Every organisation wants to sound good. Whether it’s a council, a housing provider, a community organisation or a regional service team, the instinct to polish, to stylise, and to make things sound a bit more ‘professional’ is hard to resist. But the line between clarity and cleverness is easily crossed, and once you lose clarity, you risk losing your audience entirely.
In real life, people do not approach service information in the abstract. They visit a page because they need something, usually in a hurry, often on their phone, and quite possibly in a heightened emotional state. They may be frustrated, concerned, tired, or simply trying to get something done before they pick the kids up. If your message doesn’t meet them on their terms, it doesn’t matter how nicely it’s designed.
This is where a lot of public service communication quietly breaks. The message that gets published has usually passed through too many filters – a department’s perspective, a governance sign-off, a last-minute rewrite to make it sound friendlier – until it ends up with softened wording and a buried call to action. Sometimes the tone is too formal, other times it tries too hard to be upbeat. Either way, the point gets lost. The reader walks away none the wiser, or ends up calling to clarify something that could have been made obvious at the top of the page.
I’ve worked on messaging around some of these most sensitive areas. One project, which involved communicating a shift in responsibility for minor housing repairs, demanded absolute clarity. Tenants were being told that, moving forward, some types of repairs—previously handled by the landlord—would now be their responsibility. The policy was board-approved, the change was necessary, but the delivery could easily have triggered confusion or backlash. The real work wasn’t in designing a leaflet or styling a webpage. It was in finding the right wording: straightforward, calm, informative, and above all, transparent. The final version wasn’t catchy. But it was clear. And it worked.
Small changes often have the biggest effect. In another case, simply adjusting the label on a button within a customer portal had a measurable impact. By changing the wording to better reflect the user’s mental model of what they were trying to do, we saw more than a 30% increase in people choosing the digital option over phoning in. It wasn’t a technical fix. It wasn’t even a design overhaul. It was just better language, backed by insight. These sorts of improvements come out of ongoing observation and analysis—something I build into every project through my analytics and reporting work.
It’s not just about the language used in a single message either. Mismatched versions of the same information are still far too common. You’ll find one tone on a website, another in an email, and something entirely different printed on a poster or posted on social media. It’s not a branding issue. It’s a symptom of content being created in silos, with slightly different interpretations of who it’s for and what it’s supposed to do. When that happens, users are left to guess which version is the one to trust. Or they call to ask. Or they ignore it entirely.
The organisations that get it right are usually the ones that write with purpose. They don’t try to say everything at once. They don’t use seven paragraphs when three will do. And they don’t let internal jargon slip into public content. They start with what the user needs to know and go from there. They test what works, refine as needed, and prioritise clarity over tone. Not because they don’t care about their voice, but because they know their users care more about being understood.

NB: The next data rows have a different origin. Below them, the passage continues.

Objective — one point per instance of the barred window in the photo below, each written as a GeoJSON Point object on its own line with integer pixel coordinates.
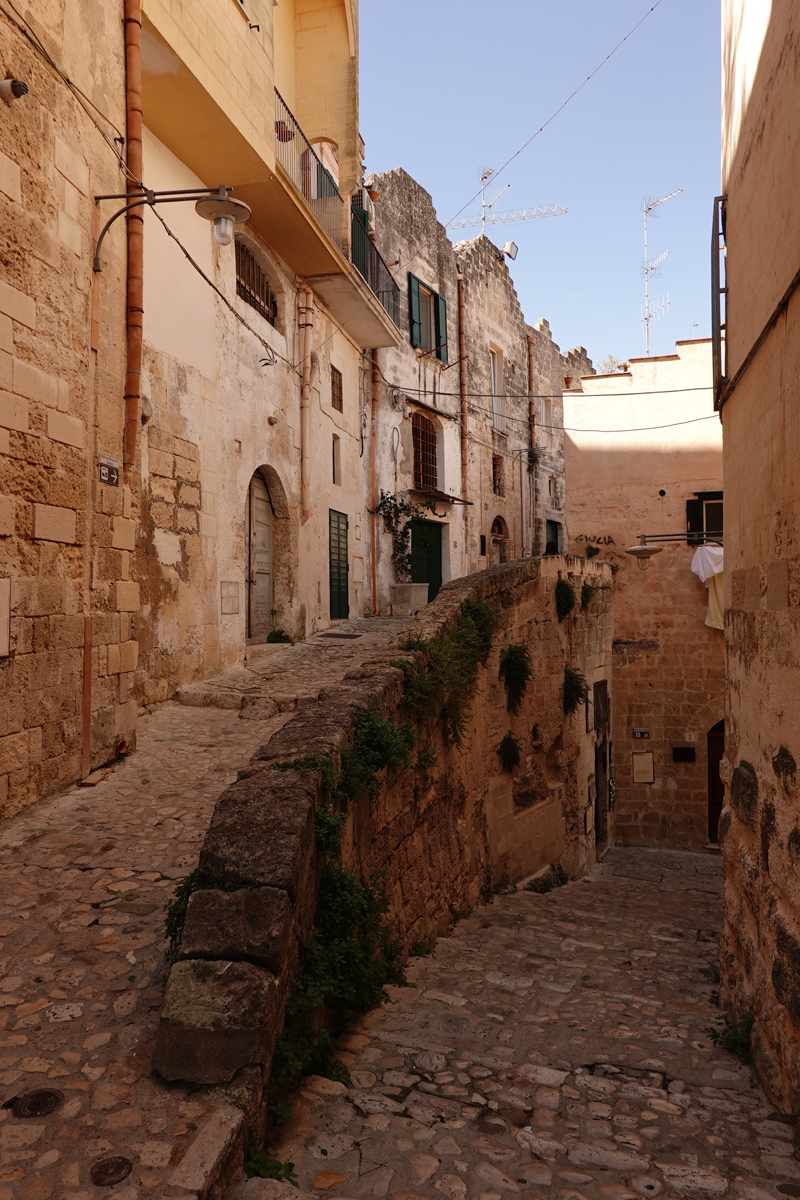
{"type": "Point", "coordinates": [498, 483]}
{"type": "Point", "coordinates": [253, 286]}
{"type": "Point", "coordinates": [425, 451]}
{"type": "Point", "coordinates": [336, 390]}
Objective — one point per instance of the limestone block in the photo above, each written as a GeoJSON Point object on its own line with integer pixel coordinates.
{"type": "Point", "coordinates": [6, 516]}
{"type": "Point", "coordinates": [262, 832]}
{"type": "Point", "coordinates": [127, 597]}
{"type": "Point", "coordinates": [17, 305]}
{"type": "Point", "coordinates": [62, 427]}
{"type": "Point", "coordinates": [217, 1018]}
{"type": "Point", "coordinates": [13, 412]}
{"type": "Point", "coordinates": [122, 533]}
{"type": "Point", "coordinates": [53, 523]}
{"type": "Point", "coordinates": [128, 655]}
{"type": "Point", "coordinates": [253, 924]}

This kind of approach doesn’t mean writing like a robot. It just means writing like someone who respects the reader’s time. I’ve seen it work in large housing groups, in local authorities, and in small community organisations with no formal comms team at all. It takes a bit of focus, a bit of humility, and a willingness to simplify. But it’s not difficult. It’s just about letting the message come first.
Clear doesn’t have to mean boring. But if it’s not clear, it probably isn’t working.